You are settling down to dive into the Thanksgiving turkey and your phone rings. It is your tenant and once again, something is wrong and you have to run out the door to deal with it – but this tenant hasn’t been paid in three months and the 4th eviction hearing is soon.
Unfortunately many self-managing property owners are spending time worrying about their investments because of a conflict with their tenants, instead of enjoying quality time with loved ones – which is what property ownership is supposed to enable. This is where a property manager would have helped.
“They are worrying because their retirement assets are being compromised by tenants from hell and they have not partnered-up with a property manager,” says Brandon Sage of LandLord Property & Rental Management, Inc.
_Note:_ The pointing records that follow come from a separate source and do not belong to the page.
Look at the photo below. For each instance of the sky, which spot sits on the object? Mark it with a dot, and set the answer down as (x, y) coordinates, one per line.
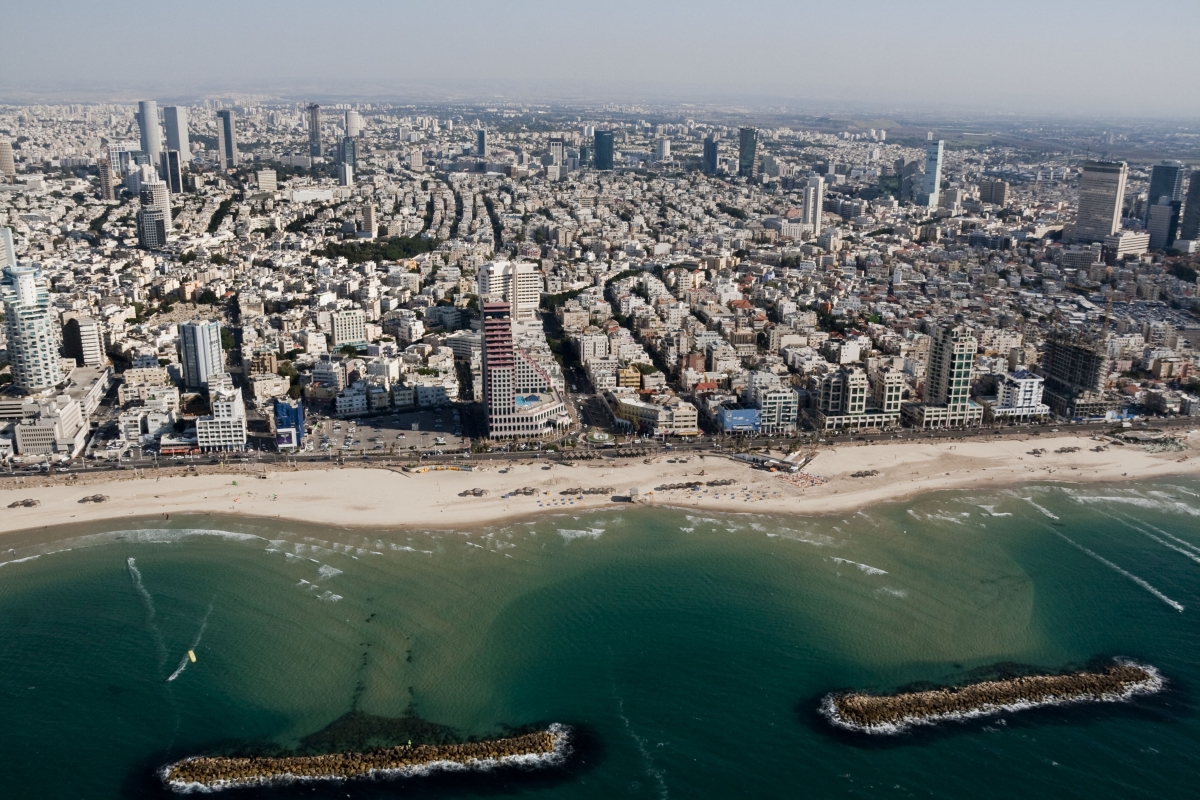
(1090, 58)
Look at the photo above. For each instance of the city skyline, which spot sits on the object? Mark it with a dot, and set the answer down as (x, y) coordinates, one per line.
(707, 62)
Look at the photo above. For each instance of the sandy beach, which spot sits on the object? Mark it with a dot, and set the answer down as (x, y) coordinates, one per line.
(389, 499)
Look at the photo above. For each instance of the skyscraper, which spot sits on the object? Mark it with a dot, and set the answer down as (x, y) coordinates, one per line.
(1165, 180)
(313, 110)
(931, 185)
(31, 328)
(199, 350)
(814, 203)
(7, 166)
(227, 139)
(1163, 223)
(1191, 227)
(604, 151)
(175, 118)
(709, 163)
(1101, 197)
(498, 366)
(348, 151)
(154, 216)
(173, 170)
(948, 374)
(517, 283)
(107, 186)
(748, 152)
(151, 134)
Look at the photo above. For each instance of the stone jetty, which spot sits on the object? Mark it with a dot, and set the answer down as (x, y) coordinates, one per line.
(541, 747)
(894, 713)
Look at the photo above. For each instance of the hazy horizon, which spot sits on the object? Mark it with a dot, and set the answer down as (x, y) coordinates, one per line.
(1023, 58)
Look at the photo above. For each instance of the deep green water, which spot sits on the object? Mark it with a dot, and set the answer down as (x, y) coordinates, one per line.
(690, 650)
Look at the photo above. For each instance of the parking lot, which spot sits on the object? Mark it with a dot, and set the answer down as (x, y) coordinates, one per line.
(430, 431)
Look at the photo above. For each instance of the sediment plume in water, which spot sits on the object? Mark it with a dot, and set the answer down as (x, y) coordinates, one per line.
(538, 749)
(895, 713)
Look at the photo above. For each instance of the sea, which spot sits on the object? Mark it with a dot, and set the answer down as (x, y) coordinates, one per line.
(687, 651)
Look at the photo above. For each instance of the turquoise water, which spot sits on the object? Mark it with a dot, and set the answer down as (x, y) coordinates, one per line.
(690, 650)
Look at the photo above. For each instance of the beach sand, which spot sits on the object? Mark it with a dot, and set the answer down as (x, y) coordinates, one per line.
(388, 499)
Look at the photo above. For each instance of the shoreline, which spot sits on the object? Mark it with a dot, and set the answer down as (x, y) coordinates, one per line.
(385, 498)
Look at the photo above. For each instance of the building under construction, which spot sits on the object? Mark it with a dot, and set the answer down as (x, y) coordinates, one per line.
(1074, 367)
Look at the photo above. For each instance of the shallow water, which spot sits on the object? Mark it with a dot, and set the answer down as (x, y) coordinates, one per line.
(690, 650)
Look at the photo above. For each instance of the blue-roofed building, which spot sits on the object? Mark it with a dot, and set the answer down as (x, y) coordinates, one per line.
(738, 420)
(288, 423)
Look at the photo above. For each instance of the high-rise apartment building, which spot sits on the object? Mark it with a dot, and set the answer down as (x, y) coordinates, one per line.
(1165, 180)
(604, 151)
(151, 134)
(30, 322)
(952, 350)
(748, 152)
(814, 203)
(313, 112)
(1189, 228)
(1074, 367)
(931, 185)
(173, 170)
(107, 186)
(349, 328)
(175, 119)
(1101, 197)
(995, 192)
(370, 220)
(199, 352)
(348, 151)
(1163, 223)
(83, 340)
(225, 428)
(517, 283)
(709, 162)
(227, 139)
(7, 166)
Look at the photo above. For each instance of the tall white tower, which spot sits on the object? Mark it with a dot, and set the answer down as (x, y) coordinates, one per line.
(31, 325)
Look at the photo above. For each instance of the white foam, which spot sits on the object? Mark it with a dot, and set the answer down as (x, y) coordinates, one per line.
(591, 533)
(196, 643)
(28, 558)
(1125, 572)
(553, 758)
(1153, 684)
(1030, 500)
(864, 567)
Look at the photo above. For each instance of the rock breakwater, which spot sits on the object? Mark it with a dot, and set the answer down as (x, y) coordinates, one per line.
(895, 713)
(538, 749)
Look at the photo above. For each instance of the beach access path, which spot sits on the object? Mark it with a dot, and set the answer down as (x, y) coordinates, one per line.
(383, 498)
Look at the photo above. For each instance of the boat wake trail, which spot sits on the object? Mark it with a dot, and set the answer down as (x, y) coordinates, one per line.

In the business there is a rare but destructive class of tenant from hell called a “professional tenant” that puts the owner in a special kind of hell, says Sage; not to be confused with the other “professional tenants” which are tenants that have professional jobs.
“Language is important in how we tackle problems and the widespread use of the term ‘professional tenant’ to describe is counter-productive,” he says. “We need to call these rare but destructive tenants that start a tenancy intent on exploitation what they are: ‘predator tenants.’ Landlords are their prey; but property managers are their nemesis.”
Predator tenants are those that do any combination of the following:
- Never intended to pay rent;
- Use the premises for illegal activity; and
- Fabricate cases for abatement of rent at every opportunity.
Predators look for vulnerable prey. They find them by looking for:
- Over-priced properties that signal a lack of awareness of the rental market by the landlord or agent;
- Long-vacant properties that signal an owner's desperation to get them rented;
- Poorly marketed properties that signal an owner's or agent's inexperience leasing; and
- Agent-listed properties that signal the involvement of an intermediary with limited experience screening
Predator tenants have a range of tactics they employ to get into units, says Sage. “They present themselves as a limited-time opportunity for the landlord to get high rent and a quality tenant,” he says, “stepping in with at- or above-asking offers for rent while demanding a quick turnaround on the application before they have to fly away on business to some far off place, thus limiting the chance for due diligence.”
They offer sob stories if it appears the landlord's good nature can be appealed-to, adds Sage, putting together attractive application packages that are too often accepted at face value but could be exposed as fraudulent with sufficient verification.
Predator tenants avoid property manager for the following reasons:
- Managers are not afraid to ask questions that predators want to avoid answering;
- Managers have heard all the stories predators have to tell;
- Managers are emotionally un-connected to the rental and able to approach screening objectively and concern themselves with the tenant they will have to manage every day of the tenancy; and
- Managers screen large volumes of applications and are therefore more experienced carrying-out due diligence
“Honest and reliable tenants are the cornerstone of a well-performing investment property and a property manager is an integral part of that,” says Sage. “When a predator tenant strikes, a manager can deal with him or her swiftly – and if they are doing their job properly, that predator will never come near the property in the first place.”
The saddest part of all this is how the predator tenant ruins it for tenants truly in need, says Sage.
“Their acts of exploitation have kept many being landlords, driven more out of the business and made many of those still in it less open to helping tenants in need,” he says. “The current regulatory framework gives cover to predator tenants and that has to change before we can see truly positive change.”